ATLANTA — Kentucky’s public colleges and universities may soon be able to issue revenue bonds for capital projects in their own name, giving them more flexibility in funding those capital needs.
That’s due to legislation HB 111, which was accepted by the Senate’s appropriations and revenue committee this week. It was passed by the state’s House last week.
If the legislation becomes law, it would also benefit the state. That’s because the debt issued by these public postsecondary institutions would no longer be included in the state’s debt ratios and it would not affect the state’s bond rating.
Kentucky does not issue general obligation debt, but instead issues appropriation-backed debt through several agencies. Among the state agencies that issue the debt for the state are the Kentucky Asset/Liability Commission, Kentucky Higher Education Student Loan Corp., Kentucky Housing Corp., Kentucky Infrastructure Authority, and the Kentucky State Property & Buildings Commission.
There is about $5 billion of debt outstanding through all of these agencies
The state has an issuer rating of Aa2 from Moody’s Investors Service and AA-minus from Standard & Poor’s. Fitch Ratings does not assign an issuer ratings to the state.
HB 111 was introduced by Rep. Bob Damron, D-Nicholasville. According to legislative reports, he’s filed similar legislation to HB111 in three previous sessions, but those bills died in committee.
The legislation provides that the postsecondary institutions can use the proceeds of their deals to fund capital projects, such as construction of dorms and research buildings, without relying on the state to cover the bond debt. The debt would have to be authorized by the General Assembly. The governing board of the postsecondary education institution would have to provide the legislature with certification that it will have sufficient revenues to cover the debt service and financing costs for the project.
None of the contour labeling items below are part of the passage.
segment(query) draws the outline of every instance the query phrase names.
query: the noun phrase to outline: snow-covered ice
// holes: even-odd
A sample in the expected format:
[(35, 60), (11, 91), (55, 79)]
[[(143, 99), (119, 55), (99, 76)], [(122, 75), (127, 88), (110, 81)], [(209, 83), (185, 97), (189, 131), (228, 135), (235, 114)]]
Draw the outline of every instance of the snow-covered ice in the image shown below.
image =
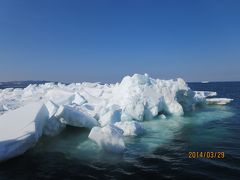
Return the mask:
[(60, 119), (61, 123), (75, 127), (87, 127), (91, 129), (99, 125), (98, 121), (86, 112), (77, 111), (70, 106), (61, 105), (54, 116)]
[(233, 101), (233, 99), (229, 98), (207, 98), (207, 104), (217, 104), (217, 105), (225, 105)]
[(217, 93), (192, 91), (181, 78), (160, 80), (147, 74), (126, 76), (116, 84), (45, 83), (2, 89), (0, 159), (25, 152), (42, 133), (54, 136), (66, 125), (91, 129), (89, 138), (103, 149), (122, 152), (122, 136), (142, 134), (142, 121), (183, 116), (199, 105), (232, 101), (213, 96)]
[(42, 102), (30, 103), (0, 116), (0, 161), (33, 147), (47, 119), (48, 111)]

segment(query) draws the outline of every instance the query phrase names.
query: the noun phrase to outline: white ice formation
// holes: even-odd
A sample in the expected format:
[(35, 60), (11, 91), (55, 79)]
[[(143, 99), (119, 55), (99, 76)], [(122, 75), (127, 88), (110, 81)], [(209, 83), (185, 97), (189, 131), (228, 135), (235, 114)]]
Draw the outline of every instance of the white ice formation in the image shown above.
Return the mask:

The bill makes it clear that the governing board that issues the debt under this proposed bill shall not request an appropriation from the state’s general fund to pay debt service or the costs of financing the bonds.
A financial adviser in Louisville, who has worked on higher ed projects in Kentucky before, said he has been following this legislation and he’s spoken to some university officials who hope the bill will become law for the simple reason that they can issue debt when they wanted to. The fact they would still have to get approval from the General Assembly is not viewed as a problem, he said. He declined to comment on the universities he’s been in contact with.
There is a cap of $600,000 to cover the cost of financial analysis and project development before a project is authorized by the General Assembly, according to the bill language.
Also, the institutions’ boards can choose their own expenses of the transaction, such as for underwriters, financial advisers, and bond counsel. The the bill does not put a cap on how much debt can be issued.
This bill has the backing of Gov. Steve Beshear. This week, during his budget address, he noted that several projects had not been approved during the last session that would have benefited from this bill. He wants them to move forward now and this legislation would allow for that.